On March 11, it was reported that the proportion of USDT in the 3-pool of the stable currency exchange agreement Curve fell to 1.9%, leaving only 8.3 million, due to the influence of Circle’s announcement that it had $3.3 billion of reserves in the bankrupt bank Silicon Valley Bank. Users chose to exchange USDC and DAI (part of the collateral was USDC) for USDT. At present, the USDC/USDT has dropped to 0.93 in Curve exchange.

The proportion of stable currency in Curve 3Pool is seriously skewed, and the USDC USDT has dropped to 0.93

Interpretation of this information:

The message informs about the recent drop of the USDT proportion in the 3-pool of the stable currency exchange agreement Curve. This event was triggered by Circle’s announcement of having $3.3 billion reserves in the bankrupt Silicon Valley Bank, leading users to exchange USDT for other stablecoins such as USDC and DAI, causing the USDT proportion to fall to 1.9%. As a result, the exchange rate between USDC and USDT has dropped to 0.93.

Stablecoins are digital currencies that are pegged to an asset like gold, fiat currency, or other cryptocurrencies to maintain a stable price. USDT, USDC, and DAI are some of the popular stablecoins in the market. Curve is an exchange that allows users to trade or exchange stablecoins, enabling users to swap between different stablecoins with minimum price slippage.

The message suggests that Circle’s announcement might have caused panic among users, leading them to exchange their USDT holdings for USDC and DAI. This behavior is common during times of financial uncertainty, where people tend to switch to more stable assets. Furthermore, the low proportion of USDT in the 3-pool of Curve might indicate a lack of confidence in USDT, which might affect its value in the long run.

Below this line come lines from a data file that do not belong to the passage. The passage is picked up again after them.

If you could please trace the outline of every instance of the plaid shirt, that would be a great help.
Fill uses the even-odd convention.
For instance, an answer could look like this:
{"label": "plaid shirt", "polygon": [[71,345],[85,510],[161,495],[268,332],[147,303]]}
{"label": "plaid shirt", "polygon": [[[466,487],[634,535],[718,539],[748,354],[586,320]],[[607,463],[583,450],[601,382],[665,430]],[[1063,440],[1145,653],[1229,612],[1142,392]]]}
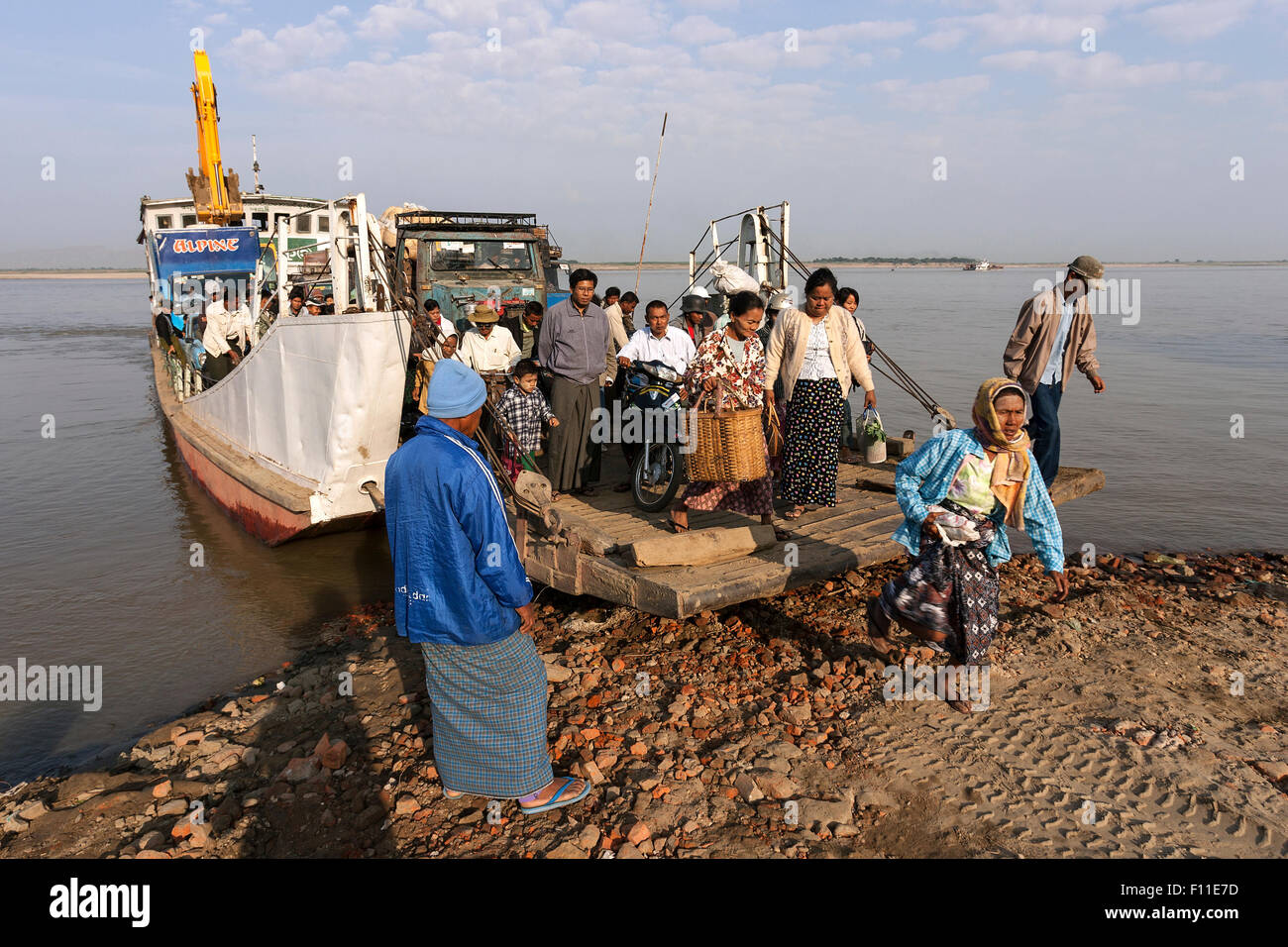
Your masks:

In conclusion, the message highlights the recent drop in the proportion of USDT in the 3-pool of Curve exchange due to Circle’s announcement. The event might have caused panic among users, leading them to exchange their USDT holdings for other stablecoins, resulting in a drop in the USDT proportion. This event might signify a lack of confidence in USDT, which could potentially affect its value in the future.